Rapid Artificial Intelligence based Detection of Aggressive or Radical content on the Web
RAIDAR conducts a thorough research of methods and approaches for the quantitative survey and evaluation of online content which may endanger democracy, foster hatred and enhance radicalization. To that end, RAIDAR develops a data science platform for the partially automated analysis of large amounts of data from different sources, conducts research into various approaches for the automated classification of content which, from a criminal law perspective, can be attributed to hate speech and radicalization. RAIDAR is innovative in that it defines key figures, measurement parameters and methods for the quantitative and qualitative evaluation of hate speech and radicalization on the web.
Create a data science tool/platform for a partially automated analysis of large amounts of data - development of the prototypical data science platform RAIDAR for the quantitative and qualitative analysis of large amounts of digital data, to support the judiciary and to enable large-scale studies.
Versatile data and source analysis - creating the possibility of evaluating large amounts of data from different sources (online, external data carriers, etc.) and thus ensuring a wide-ranging area of application.
Develop methods for the automated classification of content with regard to the relevant legal regulations - research and development of methods of artificial intelligence in the legal field, as well as "hatred on the web" and "radicalization".
Establish a German-language taxonomy on "hate on the net" and "radicalization" - development of a taxonomy in German, on the basis of which the data science tool can record and evaluate content relating to hate speech or of an extremist nature, and as a basis for others Studies, research or projects.
Ethical and legal evaluation - theoretical and empirical discussion of ethical and legal issues related to relevant technological issues in RAIDAR (e.g. the automated collection of data). In doing so, ethical limits in the context of artificial intelligence are reflected, and legal framework conditions analysed.
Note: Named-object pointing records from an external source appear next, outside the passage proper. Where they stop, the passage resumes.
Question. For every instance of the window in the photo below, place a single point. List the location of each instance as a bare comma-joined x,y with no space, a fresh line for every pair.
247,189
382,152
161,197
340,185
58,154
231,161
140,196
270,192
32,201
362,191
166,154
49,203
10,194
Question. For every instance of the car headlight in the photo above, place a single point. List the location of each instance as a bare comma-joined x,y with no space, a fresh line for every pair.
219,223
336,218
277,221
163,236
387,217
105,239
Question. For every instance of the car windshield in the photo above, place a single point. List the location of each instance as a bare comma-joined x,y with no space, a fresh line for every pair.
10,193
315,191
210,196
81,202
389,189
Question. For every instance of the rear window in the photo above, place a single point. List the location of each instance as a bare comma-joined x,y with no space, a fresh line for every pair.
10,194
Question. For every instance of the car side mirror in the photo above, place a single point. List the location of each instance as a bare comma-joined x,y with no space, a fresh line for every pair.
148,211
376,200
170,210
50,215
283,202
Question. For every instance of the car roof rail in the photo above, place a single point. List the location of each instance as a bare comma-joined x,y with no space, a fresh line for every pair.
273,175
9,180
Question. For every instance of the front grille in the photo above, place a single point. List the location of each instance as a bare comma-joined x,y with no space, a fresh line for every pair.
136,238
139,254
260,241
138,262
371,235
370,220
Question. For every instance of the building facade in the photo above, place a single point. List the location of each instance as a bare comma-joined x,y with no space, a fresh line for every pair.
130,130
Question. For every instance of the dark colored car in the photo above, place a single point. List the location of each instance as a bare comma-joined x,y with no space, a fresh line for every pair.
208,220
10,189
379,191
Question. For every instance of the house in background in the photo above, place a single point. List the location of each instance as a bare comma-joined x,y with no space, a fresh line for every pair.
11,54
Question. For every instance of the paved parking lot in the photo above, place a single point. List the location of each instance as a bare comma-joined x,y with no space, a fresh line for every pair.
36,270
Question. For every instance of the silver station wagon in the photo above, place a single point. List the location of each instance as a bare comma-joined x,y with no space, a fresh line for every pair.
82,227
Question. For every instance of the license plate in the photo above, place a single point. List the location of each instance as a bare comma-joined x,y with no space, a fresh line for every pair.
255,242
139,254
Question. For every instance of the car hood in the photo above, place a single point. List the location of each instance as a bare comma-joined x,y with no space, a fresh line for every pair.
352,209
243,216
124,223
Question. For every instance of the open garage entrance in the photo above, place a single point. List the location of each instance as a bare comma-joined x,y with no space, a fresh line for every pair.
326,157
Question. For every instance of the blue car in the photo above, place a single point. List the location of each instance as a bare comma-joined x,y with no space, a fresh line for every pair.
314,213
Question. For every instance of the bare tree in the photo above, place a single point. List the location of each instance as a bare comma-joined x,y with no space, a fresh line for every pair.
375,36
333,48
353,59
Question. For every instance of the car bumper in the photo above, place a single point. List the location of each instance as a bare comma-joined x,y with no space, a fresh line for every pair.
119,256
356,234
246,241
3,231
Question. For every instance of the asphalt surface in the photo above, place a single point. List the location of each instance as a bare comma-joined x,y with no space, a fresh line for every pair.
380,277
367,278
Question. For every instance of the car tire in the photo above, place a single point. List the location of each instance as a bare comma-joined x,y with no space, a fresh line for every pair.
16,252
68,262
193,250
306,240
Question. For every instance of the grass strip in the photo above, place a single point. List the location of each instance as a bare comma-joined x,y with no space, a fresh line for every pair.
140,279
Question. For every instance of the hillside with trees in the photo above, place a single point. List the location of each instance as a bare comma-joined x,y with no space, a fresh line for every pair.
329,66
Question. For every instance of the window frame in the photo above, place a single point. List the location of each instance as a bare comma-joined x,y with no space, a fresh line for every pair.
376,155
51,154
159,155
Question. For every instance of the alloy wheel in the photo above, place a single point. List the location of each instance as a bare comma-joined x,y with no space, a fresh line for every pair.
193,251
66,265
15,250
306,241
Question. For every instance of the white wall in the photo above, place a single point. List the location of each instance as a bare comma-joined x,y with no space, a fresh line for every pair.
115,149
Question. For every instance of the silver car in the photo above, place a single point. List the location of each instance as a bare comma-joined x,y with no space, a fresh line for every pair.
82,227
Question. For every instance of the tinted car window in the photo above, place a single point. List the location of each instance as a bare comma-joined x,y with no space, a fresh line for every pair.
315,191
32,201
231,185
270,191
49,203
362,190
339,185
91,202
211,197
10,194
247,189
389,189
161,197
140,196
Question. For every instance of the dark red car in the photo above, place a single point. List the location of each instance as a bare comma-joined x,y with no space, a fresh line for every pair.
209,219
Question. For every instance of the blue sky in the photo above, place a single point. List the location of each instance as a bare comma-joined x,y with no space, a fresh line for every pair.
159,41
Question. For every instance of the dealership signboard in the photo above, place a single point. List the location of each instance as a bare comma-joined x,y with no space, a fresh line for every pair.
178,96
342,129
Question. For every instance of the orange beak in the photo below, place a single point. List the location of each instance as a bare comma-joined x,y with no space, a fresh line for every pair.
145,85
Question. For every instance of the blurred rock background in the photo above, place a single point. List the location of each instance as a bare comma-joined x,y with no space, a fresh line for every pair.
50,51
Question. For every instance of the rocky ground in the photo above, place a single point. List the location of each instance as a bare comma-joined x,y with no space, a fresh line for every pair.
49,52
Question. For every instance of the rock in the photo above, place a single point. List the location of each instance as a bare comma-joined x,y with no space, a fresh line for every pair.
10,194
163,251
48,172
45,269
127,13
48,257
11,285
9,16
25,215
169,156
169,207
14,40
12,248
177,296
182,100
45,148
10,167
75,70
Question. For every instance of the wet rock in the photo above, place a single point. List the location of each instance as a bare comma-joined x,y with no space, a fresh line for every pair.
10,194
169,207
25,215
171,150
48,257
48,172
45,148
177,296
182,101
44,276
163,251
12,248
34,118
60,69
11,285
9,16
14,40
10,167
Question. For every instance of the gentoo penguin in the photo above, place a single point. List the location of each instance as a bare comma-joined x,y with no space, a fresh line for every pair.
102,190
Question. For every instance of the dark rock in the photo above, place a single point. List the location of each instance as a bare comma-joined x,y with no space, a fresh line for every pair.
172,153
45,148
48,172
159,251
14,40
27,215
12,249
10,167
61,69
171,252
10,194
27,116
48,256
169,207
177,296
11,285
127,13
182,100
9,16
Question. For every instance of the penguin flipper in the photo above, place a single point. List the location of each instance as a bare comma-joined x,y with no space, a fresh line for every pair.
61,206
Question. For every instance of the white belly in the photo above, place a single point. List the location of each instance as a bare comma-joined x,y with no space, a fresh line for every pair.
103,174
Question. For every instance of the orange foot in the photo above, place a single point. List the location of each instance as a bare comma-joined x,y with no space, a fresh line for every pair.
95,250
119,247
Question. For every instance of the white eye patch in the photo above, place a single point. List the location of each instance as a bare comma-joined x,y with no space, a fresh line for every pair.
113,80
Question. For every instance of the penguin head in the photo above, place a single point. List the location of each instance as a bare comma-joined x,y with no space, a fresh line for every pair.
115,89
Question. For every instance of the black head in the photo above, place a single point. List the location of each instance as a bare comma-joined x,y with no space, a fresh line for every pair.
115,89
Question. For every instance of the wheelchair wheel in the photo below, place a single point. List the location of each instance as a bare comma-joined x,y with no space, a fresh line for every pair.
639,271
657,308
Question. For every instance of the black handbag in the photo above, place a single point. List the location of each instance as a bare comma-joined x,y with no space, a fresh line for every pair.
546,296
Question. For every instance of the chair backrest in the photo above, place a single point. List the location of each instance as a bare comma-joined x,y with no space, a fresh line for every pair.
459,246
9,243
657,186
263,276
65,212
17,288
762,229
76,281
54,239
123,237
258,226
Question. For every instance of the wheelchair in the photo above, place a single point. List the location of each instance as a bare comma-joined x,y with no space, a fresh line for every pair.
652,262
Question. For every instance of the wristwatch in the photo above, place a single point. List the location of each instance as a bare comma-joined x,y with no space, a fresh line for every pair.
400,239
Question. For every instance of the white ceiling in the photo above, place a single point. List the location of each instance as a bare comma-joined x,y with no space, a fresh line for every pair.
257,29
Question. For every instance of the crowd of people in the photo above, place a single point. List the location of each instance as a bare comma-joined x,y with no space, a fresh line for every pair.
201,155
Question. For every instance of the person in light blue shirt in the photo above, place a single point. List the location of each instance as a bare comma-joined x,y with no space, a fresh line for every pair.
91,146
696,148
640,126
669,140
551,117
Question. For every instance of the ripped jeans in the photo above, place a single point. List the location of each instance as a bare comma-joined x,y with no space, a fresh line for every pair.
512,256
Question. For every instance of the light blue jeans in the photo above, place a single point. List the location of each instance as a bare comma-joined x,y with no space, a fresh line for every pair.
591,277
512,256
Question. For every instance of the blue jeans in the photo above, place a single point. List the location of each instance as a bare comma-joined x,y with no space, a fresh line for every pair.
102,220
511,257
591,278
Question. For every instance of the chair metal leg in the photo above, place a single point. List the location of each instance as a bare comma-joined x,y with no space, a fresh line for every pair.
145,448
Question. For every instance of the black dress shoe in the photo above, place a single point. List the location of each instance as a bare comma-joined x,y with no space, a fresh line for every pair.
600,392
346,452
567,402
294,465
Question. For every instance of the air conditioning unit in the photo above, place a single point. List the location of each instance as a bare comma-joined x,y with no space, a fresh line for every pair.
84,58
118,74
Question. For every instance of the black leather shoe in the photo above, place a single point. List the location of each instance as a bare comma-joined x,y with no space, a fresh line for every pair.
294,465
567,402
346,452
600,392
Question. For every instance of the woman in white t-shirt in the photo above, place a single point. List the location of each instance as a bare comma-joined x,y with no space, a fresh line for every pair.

Quantitative study - utilize the RAIDAR platform in a quantitative study in the area of “hate on the web” and “radicalization” on content that is relevant in terms of time and context.
The project outputs will reduce the workload of the Austrian Federal Ministry of Justice) by partially automated assistance systems based on artificial intelligence in the legal field. It will provide a concrete technology assessment of ethical limits and legal frameworks in the context of artificial intelligence for automated data collection. Moreover, the RAIDAR platform will be applied in a quantitative study in the area of "hate speech" and "radicalization" on temporally and contextually relevant content.